Home > Blog, Music > Sunday Spotlight: Napoleon’s Nose

Sunday Spotlight: Napoleon’s Nose

October 24th, 2009 Leave a comment Go to comments

In the spotlight this week is a song I wrote in my student days in 1987. Napoleon’s Nose was a deliberate attempt to add a “happy” song to my repertoire. Many people complained that I always seemed to be singing sad songs. Maybe learning Dick Gaughan’s A Different Kind of Love Song would have been a more appropriate response, as the sad songs are the best, aren’t they? But secretly I longed to sing the odd happy love song and I also thought it would be nice to have a happy song that was a celebration of my home town, Belfast, in some way. And so, Napoleon’s Nose was born.

Download song | Lyrics

Napoleon's Nose / McArt's Fort / Cave Hill / Ben Madigan, Belfast

Napoleon’s Nose / McArt’s Fort / Cave Hill / Ben Madigan, Belfast

They Might Be Giants
So of course for listeners not familiar with Belfast’s landmarks, the last verse causes some puzzled looks – “Nose of Napoleon?

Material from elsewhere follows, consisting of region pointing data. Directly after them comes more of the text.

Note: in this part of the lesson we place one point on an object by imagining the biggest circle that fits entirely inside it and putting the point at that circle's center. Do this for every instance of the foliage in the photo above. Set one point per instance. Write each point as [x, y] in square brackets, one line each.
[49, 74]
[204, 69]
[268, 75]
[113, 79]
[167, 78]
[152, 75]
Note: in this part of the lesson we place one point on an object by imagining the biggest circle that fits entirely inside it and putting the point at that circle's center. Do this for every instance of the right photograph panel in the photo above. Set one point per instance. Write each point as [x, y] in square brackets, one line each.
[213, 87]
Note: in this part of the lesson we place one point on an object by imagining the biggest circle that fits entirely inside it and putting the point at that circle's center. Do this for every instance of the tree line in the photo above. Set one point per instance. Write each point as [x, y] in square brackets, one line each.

Eh?”. If you make the climb up Cave Hill past the castle, through the trees, past the caves and clamber up to the summit, you’ll be surveying Belfast from Napoleon’s Nose and a great view it is too. It’s easy to see how the profile of Cave Hill from most of North Belfast resemble the face of a giant lying down and therefore to understand how it is said to have inspired Jonathan Swift to write Gulliver’s Travels.

Parmesan Folk
I’ve no idea where the musical inspiration for the little riff in this song came from – it was one of those songs that just sort of came together all by itself and the verses have remained constant since inception. I’ve made one amendment in its lifetime, adopting a variation in the last verse that I noticed my friend Alex Maclean was using in his rendition: instead of And the sun it was shining / Over sweet Belfast town, I now generally sing in a reprise of the last verse And our love it was shining / Over sweet Belfast town. Oh p-lease, pass the cheese!

Vocal gymnastics
I’ve really enjoyed performing this song down through the years and it generally gives me a warm feeling – not for any romantic reasons, but mainly when I remember how a friend Eoin McMichael use to crack up every time he heard me sing Our hearts were on fire. He reckoned I was singing notes that aren’t actually in the scale.

Live at the Tommy Burns Supper 1989
Just to finish, I have a wee recording of this song from a Tommy Burns Supper (an annual Celtic Supporters Club event in Edinburgh) in January 1989. Very poor quality recording and some right croaky vocals in places, but it’s nice to have the whistle (Chris Walshaw) and fiddle (Andrew Hennessy) accompaniment. Great night that, ‘cos I got to meet Packie Bonner.